The Queen Elizabeth Islands, the northernmost cluster of islands in the Canadian Arctic Archipelago, include Ellesmere (the vertical land mass to the west of the dark-blue Baffin Bay), Devon (the bean-shaped island directly beneath Ellesmere), Axel, Heiberg and the Parry (seen directly west of Devon) and Sverdrup island groups (partially visible directly southwest of Ellesmere).

The total area of land in the islands, named in honour Queen Elizabeth II, is around 419 000 sq km with about one-fifth of it covered with land ice. The largest mass of ice is on Ellesmere, the largest and northernmost island in the Canadian Arctic.

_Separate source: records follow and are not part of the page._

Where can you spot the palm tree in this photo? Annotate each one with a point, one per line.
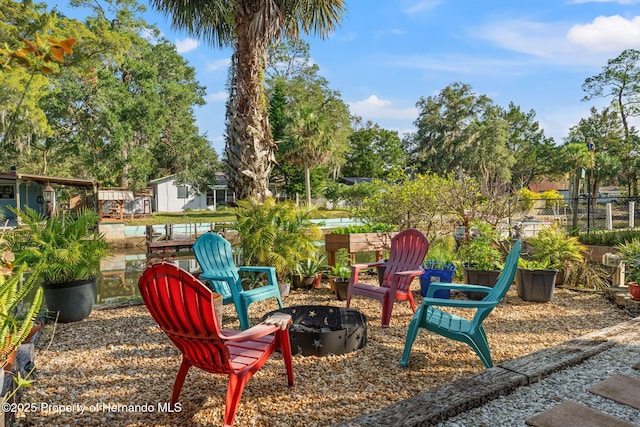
(249, 26)
(308, 143)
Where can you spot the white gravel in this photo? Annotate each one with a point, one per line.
(120, 357)
(569, 384)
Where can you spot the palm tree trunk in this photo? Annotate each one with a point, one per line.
(307, 184)
(249, 146)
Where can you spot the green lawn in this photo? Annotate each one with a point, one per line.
(221, 215)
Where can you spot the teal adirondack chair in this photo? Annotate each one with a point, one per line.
(459, 328)
(219, 271)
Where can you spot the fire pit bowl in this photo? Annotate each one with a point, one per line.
(321, 330)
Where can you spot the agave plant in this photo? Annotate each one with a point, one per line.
(629, 253)
(15, 326)
(66, 247)
(276, 234)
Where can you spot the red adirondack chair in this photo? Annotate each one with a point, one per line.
(408, 249)
(182, 306)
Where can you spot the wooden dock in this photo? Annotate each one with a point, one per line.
(169, 245)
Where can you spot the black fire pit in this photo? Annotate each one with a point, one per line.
(321, 330)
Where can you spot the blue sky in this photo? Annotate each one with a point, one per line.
(389, 53)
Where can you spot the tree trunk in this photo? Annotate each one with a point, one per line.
(307, 184)
(249, 144)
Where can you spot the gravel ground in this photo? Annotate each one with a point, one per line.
(93, 372)
(569, 384)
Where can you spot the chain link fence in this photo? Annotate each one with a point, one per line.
(584, 213)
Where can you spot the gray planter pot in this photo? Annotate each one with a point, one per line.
(70, 301)
(536, 285)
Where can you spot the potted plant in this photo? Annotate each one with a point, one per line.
(551, 245)
(67, 248)
(535, 280)
(439, 265)
(15, 324)
(306, 274)
(341, 274)
(482, 261)
(629, 253)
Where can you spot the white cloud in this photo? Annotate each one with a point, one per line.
(216, 97)
(605, 1)
(218, 64)
(562, 43)
(534, 38)
(420, 6)
(376, 108)
(607, 34)
(187, 45)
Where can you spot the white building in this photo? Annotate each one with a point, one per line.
(168, 196)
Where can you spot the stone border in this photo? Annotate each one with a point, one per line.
(448, 400)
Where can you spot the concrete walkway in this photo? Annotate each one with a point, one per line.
(439, 404)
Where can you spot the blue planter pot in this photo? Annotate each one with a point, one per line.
(432, 274)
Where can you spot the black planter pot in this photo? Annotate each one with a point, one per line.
(536, 285)
(341, 287)
(479, 277)
(70, 301)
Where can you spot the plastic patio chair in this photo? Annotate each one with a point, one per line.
(459, 328)
(215, 257)
(408, 249)
(182, 307)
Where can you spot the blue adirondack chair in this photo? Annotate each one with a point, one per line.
(220, 272)
(459, 328)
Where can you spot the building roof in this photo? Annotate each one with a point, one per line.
(75, 182)
(115, 194)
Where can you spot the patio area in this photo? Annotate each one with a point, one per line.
(118, 367)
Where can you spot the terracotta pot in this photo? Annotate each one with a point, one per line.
(634, 290)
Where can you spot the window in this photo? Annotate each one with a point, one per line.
(8, 192)
(183, 192)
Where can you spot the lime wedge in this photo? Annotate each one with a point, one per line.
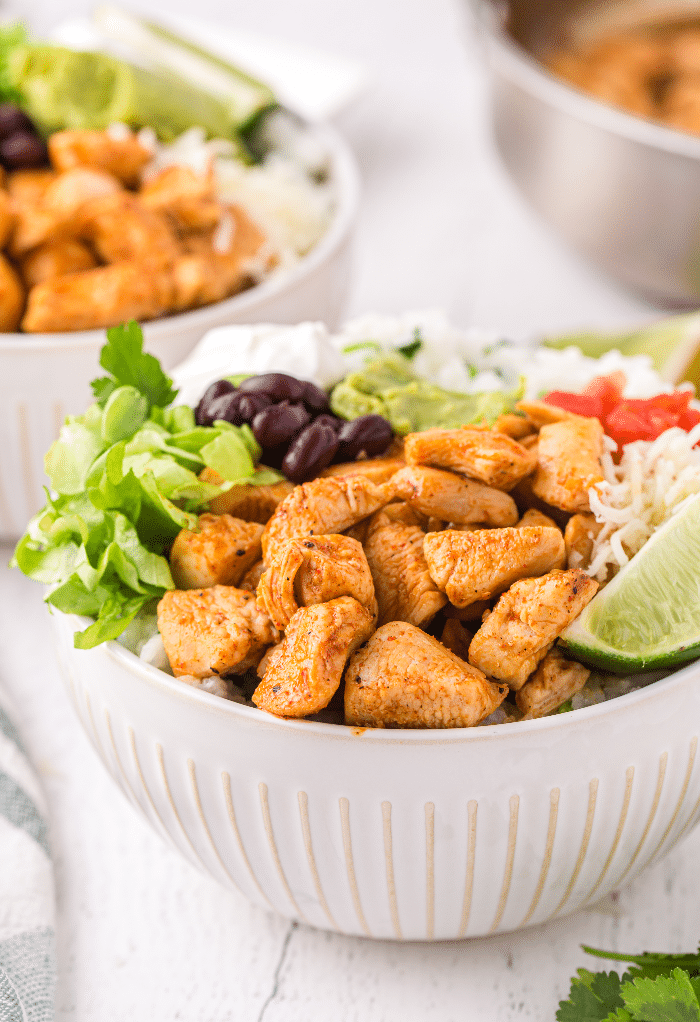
(672, 344)
(649, 615)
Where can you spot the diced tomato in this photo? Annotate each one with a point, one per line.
(579, 404)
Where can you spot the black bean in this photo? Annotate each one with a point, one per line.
(13, 120)
(311, 452)
(279, 386)
(279, 423)
(22, 150)
(369, 433)
(329, 420)
(314, 398)
(213, 391)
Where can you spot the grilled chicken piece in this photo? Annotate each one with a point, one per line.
(216, 631)
(302, 674)
(323, 507)
(306, 571)
(12, 296)
(251, 578)
(123, 157)
(53, 259)
(219, 554)
(534, 517)
(120, 227)
(188, 198)
(219, 270)
(471, 566)
(106, 295)
(246, 501)
(404, 678)
(522, 626)
(481, 454)
(376, 469)
(403, 585)
(568, 463)
(579, 536)
(555, 681)
(452, 498)
(52, 215)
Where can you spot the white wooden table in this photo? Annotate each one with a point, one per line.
(141, 935)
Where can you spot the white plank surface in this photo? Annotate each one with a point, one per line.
(142, 935)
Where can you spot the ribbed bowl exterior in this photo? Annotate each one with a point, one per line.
(43, 377)
(394, 834)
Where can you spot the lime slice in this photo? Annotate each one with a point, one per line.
(649, 615)
(672, 344)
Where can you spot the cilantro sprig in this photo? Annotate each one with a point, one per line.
(657, 988)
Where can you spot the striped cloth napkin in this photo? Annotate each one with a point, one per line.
(28, 968)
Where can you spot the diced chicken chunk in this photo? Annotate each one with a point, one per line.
(403, 585)
(568, 462)
(555, 681)
(302, 572)
(471, 566)
(481, 454)
(302, 674)
(216, 631)
(579, 537)
(322, 507)
(452, 498)
(404, 678)
(525, 621)
(219, 554)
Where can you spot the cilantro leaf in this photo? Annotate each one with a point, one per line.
(665, 999)
(128, 364)
(592, 999)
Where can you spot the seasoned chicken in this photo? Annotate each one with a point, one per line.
(218, 271)
(322, 507)
(53, 259)
(315, 569)
(456, 638)
(216, 631)
(579, 536)
(471, 566)
(219, 554)
(452, 498)
(188, 198)
(52, 215)
(404, 678)
(555, 681)
(376, 469)
(123, 157)
(522, 626)
(106, 295)
(246, 501)
(121, 228)
(11, 296)
(403, 585)
(481, 454)
(302, 674)
(568, 462)
(534, 517)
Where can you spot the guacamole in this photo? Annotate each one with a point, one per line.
(388, 386)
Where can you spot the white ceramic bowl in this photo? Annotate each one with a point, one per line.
(43, 377)
(414, 835)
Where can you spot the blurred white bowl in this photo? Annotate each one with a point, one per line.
(414, 835)
(44, 377)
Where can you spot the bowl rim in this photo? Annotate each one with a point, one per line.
(524, 68)
(344, 171)
(125, 659)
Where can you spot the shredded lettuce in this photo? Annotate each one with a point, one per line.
(125, 480)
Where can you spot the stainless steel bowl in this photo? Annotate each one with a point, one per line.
(622, 190)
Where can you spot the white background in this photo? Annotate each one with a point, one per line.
(141, 935)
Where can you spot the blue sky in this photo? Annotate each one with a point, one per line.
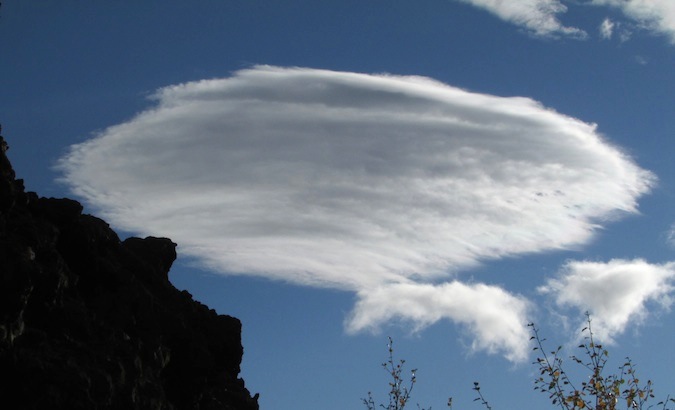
(441, 172)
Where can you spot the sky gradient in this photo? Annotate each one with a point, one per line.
(443, 172)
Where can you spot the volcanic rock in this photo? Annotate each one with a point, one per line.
(91, 322)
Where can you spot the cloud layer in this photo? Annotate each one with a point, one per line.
(378, 184)
(615, 293)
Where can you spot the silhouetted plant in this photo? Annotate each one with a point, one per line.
(600, 391)
(399, 391)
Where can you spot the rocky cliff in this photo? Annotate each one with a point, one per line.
(91, 322)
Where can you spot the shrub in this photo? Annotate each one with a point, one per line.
(598, 391)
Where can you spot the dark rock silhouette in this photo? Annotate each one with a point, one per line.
(91, 322)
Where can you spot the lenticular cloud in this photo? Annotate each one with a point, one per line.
(353, 181)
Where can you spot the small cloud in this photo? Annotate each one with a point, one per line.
(497, 323)
(537, 16)
(670, 236)
(615, 293)
(376, 184)
(657, 16)
(606, 29)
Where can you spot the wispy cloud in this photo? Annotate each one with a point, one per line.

On the eastern side of Baffin Bay, or the upper right hand of the image, is northwest Greenland. The dark brown colour of Inglefield Land contrasts against the white Humboldt Glacier, the largest known glacier in the world. Visible as whiteness stretching across the upper right hand of the image, the glacier rises some 100 m and discharges into Kane Basin (located above Inglefield Land).

The Arctic sea passage between northwestern Greenland and Ellesmere Island is Smith Sound, which extends some 88 km from Baffin Bay to the Kane Basin.

Baffin Island (visible in the lower right hand corner) covers an area of some 507 451 sq km, making it the largest island in Canada and the fifth largest in the world. Baffin Island is separated from Greenland on the north and east by Baffin Bay and Davis Strait.

The crescent-shaped portion on the left is Brodeur Peninsula, separated from Borden Peninsula by the Admiralty Inlet. Bylot Island is visible just off the northeastern tip of Borden.

This image was acquired by Envisat’s Medium Resolution Imaging Spectrometer (MERIS) instrument on 2 July 2007 working in Full Resolution mode to provide a spatial resolution of 300 metres.